The fight is between Trevor Ncube owned NewsDay and the government controlled Herald.

NewsDay (Wednesday September 28) quoted Prove Market Research report claiming '2 out of 3 readers of daily newspapers in Zimbabwe, wake up to NewsDay. The article added that NewsDay was adjudged to be the most objective and professional paper with 41% of readers believing the paper is objective and 39% saying it was professional.

Herald is a distant second with 19% of respondents saying it was objective and 28% saying it was professional.

According to Probe survey an average 1 090 291 people read NewsDay daily, representing 65% of readers while the Herald is the second most popular paper with 851 098 readers (51% of the total readership) followed by the Daily News with 551 999 (33%) and Chronicle is last with 296 102 (18%).

NewsDay also claims that the Zimbabwe All Media Products findings no longer bore any resemblance to the realities on the ground.
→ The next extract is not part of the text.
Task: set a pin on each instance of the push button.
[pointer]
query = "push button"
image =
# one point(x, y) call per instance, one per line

And Alpha Media Holdings chairman Trevor Ncube yesterday announced the group's formal withdrawal from ZAMPS. NewsDay however quotes an audit firm Baker Tilly Gwatidzo's findings that the paper's daily circulation averaged 50 000 copies for the month of August while sales averaged 43 170.
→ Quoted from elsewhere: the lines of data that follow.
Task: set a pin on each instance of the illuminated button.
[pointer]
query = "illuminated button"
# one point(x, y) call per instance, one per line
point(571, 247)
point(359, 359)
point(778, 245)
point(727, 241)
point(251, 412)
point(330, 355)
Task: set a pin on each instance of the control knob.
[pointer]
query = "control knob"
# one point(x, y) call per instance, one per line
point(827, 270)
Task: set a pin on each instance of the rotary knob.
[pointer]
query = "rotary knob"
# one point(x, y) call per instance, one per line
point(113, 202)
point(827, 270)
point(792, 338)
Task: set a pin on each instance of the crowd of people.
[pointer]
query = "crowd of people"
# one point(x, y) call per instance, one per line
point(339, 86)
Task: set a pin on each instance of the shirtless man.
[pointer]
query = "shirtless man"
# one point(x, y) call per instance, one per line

Meanwhile, The Advertising Research Foundation yesterday issued a statement to clarify the market position of Zimbabwe's media products, following claims and counter claims by NewsDay that they have the best products.

The statement reads:
The Herald remains the market leader, according to the latest Zimbabwe All Media and Products' Survey, released on Tuesday.

With seven daily papers in the region's smallest economy, inevitably readership for the established papers declined but The Herald lost least of readers who choose daily papers and its sister paper, The Sunday Mail, remains far and away the most popular Sunday paper.